The second study looked at nearly 17,000 young people with ovaries and found that the risk of high blood pressure was 30% higher for participants with PCOS than those without the condition.
Researchers also found that PCOS was associated with a 1.3-fold higher risk of having a hypertensive blood pressure reading of greater than 130/80 mm HG.
“PCOS is one of the most common conditions in reproductive-aged women, and it is more than just a gynecological disorder,” Sebastian Mirkin, MD, an obstetrician-gynecologist, reproductive endocrinologist, and women’s health clinical research lead at Organon, told Health.
“It is a metabolic condition where women experience increased androgen levels that induce insulin resistance,” said Mirkin, who was not part of either new study. “Increased androgen levels are what prevent a woman’s ovaries from releasing eggs, causing irregular menstrual cycles, and infertility.”
Mirkin noted that people with PCOS are at higher risk of obesity, hypertension, and other conditions, which can in turn contribute to increased cardiovascular disease risk.

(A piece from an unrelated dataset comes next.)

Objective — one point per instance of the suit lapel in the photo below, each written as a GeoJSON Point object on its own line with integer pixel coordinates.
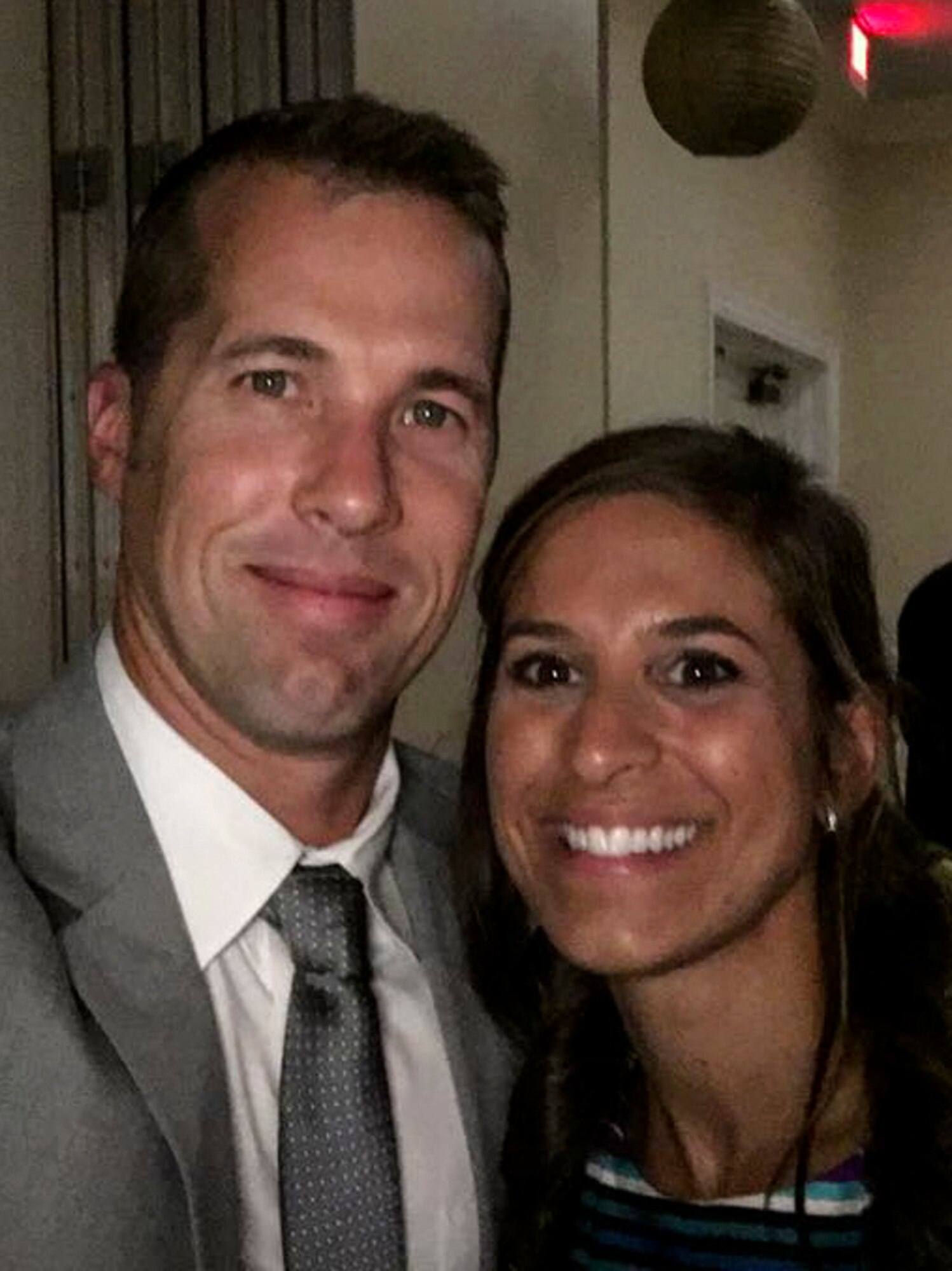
{"type": "Point", "coordinates": [85, 841]}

“Women can experience different types of PCOS, but the most common is metabolic disease, which can cause hypertriglyceridemia, hypertension, and obesity, as well as increased risk of type 2 diabetes,” he said.

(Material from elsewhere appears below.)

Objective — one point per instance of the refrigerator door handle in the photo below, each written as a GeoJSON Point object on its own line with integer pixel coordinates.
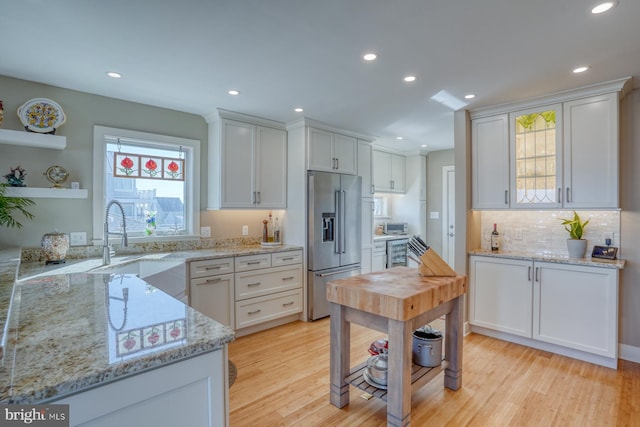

So, why do these menstrual disorders seem to be linked to cardiovascular health?
“Menstruation is a complex process related to several physiological body systems, including hormonal axes, coagulation, nervous system, and others,” Alleva said. “Menstrual characteristics and menstrual disorders are therefore interesting to study since the mechanisms behind these disorders might have effects beyond the reproductive systems, including the cardiovascular system.”

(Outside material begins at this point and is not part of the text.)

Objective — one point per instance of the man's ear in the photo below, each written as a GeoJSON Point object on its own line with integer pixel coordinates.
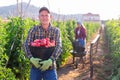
{"type": "Point", "coordinates": [51, 16]}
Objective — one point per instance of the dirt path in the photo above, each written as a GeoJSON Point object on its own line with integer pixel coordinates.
{"type": "Point", "coordinates": [68, 72]}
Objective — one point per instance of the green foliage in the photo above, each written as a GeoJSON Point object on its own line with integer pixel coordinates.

Alleva explained that the research teams performed both cross-sectional and longitudinal analyses of electronic health records employing statistical methods rooted in causal inference theory, such as propensity score matching.
“Our results therefore suggest a causation rather than a mere correlation,” she said.
However, Alleva noted that since the mechanisms through which dysmenorrhea increases cardiovascular risk are still unknown, they do not know at this time a good strategy to decrease risk.
However, there are ways to understand what your risk might be.
Modifying lifestyle habits may help reduce their risk of cardiovascular disease and ease symptoms of PCOS. This can include exercising more, prioritizing sleep, and eating well-balanced meals.
“Currently, there are no approved medications specifically indicated to treat the underlying condition of PCOS, only medications that address symptoms associated with the disease,” Mirkin said.
He explained that lab tests can help people better understand their own risk of cardiovascular disease. It’s also important to monitor blood pressure and weight.
“However, oftentimes these lifestyle changes may not be enough for women to see a significant difference,” Mirkin said. “Women should talk to their doctor about what tools are available for treatment.”